= Mads Blangstrup =

Danish ballet dancer

Mads Blangstrup (born 26 February 1974) is a Danish ballet dancer. He became an apprentice with the Royal Danish Ballet in 1990 rising to the rank of principal dancer in 1998. In early 2014, he retired as an active member of the Royal Danish Ballet after performing in Kenneth MacMillan's Manon.

==Biography==
Born in Copenhagen, Blangstrup showed an early interest in dance, becoming a Danish champion in Latin dance when he was only nine. Thanks to the encouragement of his dance teacher, Britt Bendixen, he entered the Royal Danish Ballet School in 1983. In 1990, he joined the company as an apprentice becoming a member of the corps de ballet in 1992, a soloist in 1997 and a principal dancer in 1998. As a principal, his roles included The Ballet Master in Flemming Flindt's The Lesson, the title role in Romeo and Juliet, the Prince in The Sleeping Beauty, various roles in Manon and Count Vronsky in Alexei Ratmansky's Anna Karenina.
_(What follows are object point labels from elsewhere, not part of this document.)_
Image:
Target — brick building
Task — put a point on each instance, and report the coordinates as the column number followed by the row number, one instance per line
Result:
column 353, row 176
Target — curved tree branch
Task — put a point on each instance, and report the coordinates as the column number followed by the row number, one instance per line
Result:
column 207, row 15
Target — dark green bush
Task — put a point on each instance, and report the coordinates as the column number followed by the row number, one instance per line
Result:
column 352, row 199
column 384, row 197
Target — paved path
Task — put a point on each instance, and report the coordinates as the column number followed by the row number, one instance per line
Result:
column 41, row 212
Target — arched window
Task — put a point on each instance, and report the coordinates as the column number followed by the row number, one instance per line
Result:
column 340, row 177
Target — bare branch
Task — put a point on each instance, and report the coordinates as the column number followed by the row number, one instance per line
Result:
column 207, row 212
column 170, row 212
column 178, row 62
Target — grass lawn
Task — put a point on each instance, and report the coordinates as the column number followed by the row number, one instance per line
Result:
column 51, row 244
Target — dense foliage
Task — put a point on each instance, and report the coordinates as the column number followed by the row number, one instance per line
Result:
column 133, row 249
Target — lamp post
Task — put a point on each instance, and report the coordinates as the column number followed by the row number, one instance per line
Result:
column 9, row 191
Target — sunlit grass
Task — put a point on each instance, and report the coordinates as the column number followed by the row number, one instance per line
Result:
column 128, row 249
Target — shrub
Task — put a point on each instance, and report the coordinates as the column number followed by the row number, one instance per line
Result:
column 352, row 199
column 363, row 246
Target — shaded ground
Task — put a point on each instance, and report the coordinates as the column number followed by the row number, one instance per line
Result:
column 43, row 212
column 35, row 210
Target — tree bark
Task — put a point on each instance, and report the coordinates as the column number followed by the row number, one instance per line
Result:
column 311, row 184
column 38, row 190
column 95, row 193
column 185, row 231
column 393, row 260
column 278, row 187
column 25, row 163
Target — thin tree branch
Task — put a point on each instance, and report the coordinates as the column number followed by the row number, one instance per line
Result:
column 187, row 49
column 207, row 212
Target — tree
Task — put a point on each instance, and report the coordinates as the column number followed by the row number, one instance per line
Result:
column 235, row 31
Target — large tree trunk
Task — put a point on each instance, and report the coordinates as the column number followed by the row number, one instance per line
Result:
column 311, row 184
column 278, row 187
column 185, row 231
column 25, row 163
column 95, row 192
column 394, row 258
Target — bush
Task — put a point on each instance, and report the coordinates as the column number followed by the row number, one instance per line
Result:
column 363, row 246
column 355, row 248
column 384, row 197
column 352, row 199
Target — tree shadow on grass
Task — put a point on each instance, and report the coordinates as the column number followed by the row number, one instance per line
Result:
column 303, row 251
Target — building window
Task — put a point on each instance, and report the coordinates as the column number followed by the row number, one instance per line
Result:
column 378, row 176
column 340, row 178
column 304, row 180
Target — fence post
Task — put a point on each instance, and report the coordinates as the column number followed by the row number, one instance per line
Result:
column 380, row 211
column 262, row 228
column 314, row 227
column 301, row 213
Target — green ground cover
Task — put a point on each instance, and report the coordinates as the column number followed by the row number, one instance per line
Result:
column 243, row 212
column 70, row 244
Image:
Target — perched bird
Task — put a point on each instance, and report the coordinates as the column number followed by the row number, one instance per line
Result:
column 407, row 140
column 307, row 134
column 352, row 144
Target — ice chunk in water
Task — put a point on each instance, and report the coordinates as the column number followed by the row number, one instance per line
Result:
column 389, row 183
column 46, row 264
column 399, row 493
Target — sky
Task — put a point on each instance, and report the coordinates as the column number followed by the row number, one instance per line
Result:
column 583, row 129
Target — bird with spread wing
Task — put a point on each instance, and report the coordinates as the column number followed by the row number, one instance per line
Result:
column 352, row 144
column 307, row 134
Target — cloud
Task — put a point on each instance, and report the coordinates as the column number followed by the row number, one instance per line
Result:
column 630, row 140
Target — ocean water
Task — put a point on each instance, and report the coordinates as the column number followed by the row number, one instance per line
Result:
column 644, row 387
Throughout his career, Blangstrup has demonstrated his abilities as a Bournonville dancer, as can be seen in his empathetic interpretation of James in Ulrik Wivel's film I You Love (2005) where he dances with Gudrun Bojesen in La Sylphide. With his commanding presence, he has danced the role of prince in Swan Lake and The Sleeping Beauty and has also demonstrated his talents in more modern works by George Balanchine, Peter Martins and Tim Rushton.

Blangstrup continues to work with the Royal Danish Ballet as a character dancer and teacher.